He had liked that truck and says, “I don’t know why. I sold it on a whim.”
With the aid of his truck’s buyer, he located a ’70 Chevy C10 short-bed fleetside pickup for sale. It had been sitting in a garage in Nevada City for years with a bad trans. It was a long way from restored, and Pat says, “I knew it would be a job.”
However, as the old saying goes, it had potential. So after the fellow Roamin Angel repaired the trans, Pat bought it.
Once he got the truck to his house, Pat set to work. And he was right. It has been a job.
Although the engine and trans were in good condition and the body in fairly rust-free shape with only minor issues along the drip rails and door sills, much needed to be done before it would be anything like his old truck. It had been a work truck, so it had some issues with the interior, body and paint, bumpers, heater, suspension, exhaust system and the carburetor.
The buyer of his old truck has been generous with extra parts, giving him back the new carpet kit he didn’t use, as well as the heater controls and exhaust system that he removed.
“That’s what’s nice about the club,” Pat said. “People help each other.”
Unfortunately, all of the help didn’t work.
In 1969, Chevy dropped their 327 CID engine option in favor of a 350 CID powerplant. However, when Pat went to install the exhaust from his old pickup with a 350 CID engine that he had been given, he found that his “new” truck had a 327 CID engine.
Since Chevy has been known to use a retired engine size in later cars if they temporarily ran short of the new ones and had one laying around, Pat thinks his pickup came from the factory that way.
Since he could not use the donated exhaust, though, he ended up having to buy a whole new system.
Although not finished, Pat has done a lot to his Chevy. He has put on new shocks, brakes, heater core, window regulators, dash pad and visors. After a rebuild of the carburetor that didn’t solve its problems, he had a new Holley intake and carb installed.
There is still a lot to do. The interior needs new upholstery, which he’s planning on doing in mild tuck and roll. He has started working on the body, getting it ready for paint.

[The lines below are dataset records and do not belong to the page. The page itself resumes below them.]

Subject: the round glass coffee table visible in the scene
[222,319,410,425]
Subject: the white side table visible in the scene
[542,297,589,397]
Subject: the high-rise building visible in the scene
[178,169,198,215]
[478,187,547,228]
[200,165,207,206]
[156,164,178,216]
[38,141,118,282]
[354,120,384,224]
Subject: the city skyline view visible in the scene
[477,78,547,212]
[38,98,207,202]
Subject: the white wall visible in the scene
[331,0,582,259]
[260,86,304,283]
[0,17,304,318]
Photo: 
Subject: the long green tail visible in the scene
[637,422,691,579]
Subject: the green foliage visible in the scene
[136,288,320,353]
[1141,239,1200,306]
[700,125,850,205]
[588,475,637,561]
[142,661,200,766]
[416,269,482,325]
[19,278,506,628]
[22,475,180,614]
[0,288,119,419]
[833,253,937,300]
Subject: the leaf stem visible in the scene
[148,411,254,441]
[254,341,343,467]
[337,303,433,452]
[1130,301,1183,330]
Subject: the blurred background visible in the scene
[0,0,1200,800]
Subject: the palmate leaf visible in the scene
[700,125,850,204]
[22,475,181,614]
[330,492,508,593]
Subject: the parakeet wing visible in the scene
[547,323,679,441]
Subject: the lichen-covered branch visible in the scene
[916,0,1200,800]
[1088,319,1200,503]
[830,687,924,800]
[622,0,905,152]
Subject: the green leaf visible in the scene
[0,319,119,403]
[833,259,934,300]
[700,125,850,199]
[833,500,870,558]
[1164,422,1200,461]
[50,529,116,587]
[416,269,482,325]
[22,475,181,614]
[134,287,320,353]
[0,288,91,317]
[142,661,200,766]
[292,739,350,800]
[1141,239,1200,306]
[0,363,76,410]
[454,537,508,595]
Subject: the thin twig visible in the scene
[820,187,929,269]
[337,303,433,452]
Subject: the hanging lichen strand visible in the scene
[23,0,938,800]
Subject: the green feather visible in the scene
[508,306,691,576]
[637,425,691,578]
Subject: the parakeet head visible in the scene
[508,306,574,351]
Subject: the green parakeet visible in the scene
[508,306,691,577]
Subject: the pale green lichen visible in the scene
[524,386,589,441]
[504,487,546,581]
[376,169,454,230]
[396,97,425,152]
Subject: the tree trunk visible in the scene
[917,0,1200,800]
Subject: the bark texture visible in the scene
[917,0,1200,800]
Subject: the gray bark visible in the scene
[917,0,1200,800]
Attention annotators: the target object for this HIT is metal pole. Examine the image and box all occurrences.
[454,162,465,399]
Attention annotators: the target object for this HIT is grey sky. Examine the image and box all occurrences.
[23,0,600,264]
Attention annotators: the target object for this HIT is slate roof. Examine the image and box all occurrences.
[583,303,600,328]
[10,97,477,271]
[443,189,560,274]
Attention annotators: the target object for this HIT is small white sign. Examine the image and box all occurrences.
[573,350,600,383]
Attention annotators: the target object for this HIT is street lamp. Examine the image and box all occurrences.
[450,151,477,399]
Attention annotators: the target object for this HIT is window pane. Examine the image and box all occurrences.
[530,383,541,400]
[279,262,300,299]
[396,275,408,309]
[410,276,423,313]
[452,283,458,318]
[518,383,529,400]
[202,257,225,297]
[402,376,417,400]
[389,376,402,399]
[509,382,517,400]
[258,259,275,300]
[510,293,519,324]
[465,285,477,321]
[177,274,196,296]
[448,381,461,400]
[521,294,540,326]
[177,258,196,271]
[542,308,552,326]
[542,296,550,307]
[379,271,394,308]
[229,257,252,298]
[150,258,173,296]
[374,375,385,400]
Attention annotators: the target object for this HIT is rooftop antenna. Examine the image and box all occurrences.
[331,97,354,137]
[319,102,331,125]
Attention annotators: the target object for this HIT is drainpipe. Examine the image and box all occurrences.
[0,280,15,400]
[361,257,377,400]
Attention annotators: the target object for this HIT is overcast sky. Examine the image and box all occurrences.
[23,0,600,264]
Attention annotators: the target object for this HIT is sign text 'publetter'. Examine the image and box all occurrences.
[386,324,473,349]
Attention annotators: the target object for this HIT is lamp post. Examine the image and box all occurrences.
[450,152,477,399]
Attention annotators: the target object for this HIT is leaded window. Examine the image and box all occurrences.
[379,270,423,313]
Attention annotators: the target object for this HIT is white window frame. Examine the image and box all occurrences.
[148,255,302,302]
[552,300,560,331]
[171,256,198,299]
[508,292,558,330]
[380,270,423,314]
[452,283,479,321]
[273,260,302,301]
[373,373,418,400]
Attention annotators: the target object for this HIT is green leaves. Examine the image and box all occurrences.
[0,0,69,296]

The tailgate is just too rough to bring back to decent condition and will have to be replaced. Since he plans to use his pickup for work, he wants to paint it so that it looks good, but is priced reasonably.
“I’m going to use it as a truck. Will I haul wood? Yes. Will I take loads to the dump? Yes,” he said.
For Pat, his Chevy is a work truck, not a show car.
While the road to completion still stretches out ahead, Pat is having fun truckin’ on down that highway in his Chevy.
He says it “drives great and corners well,” even better than his old truck. Not only that, it completely cured him of his case of seller’s remorse.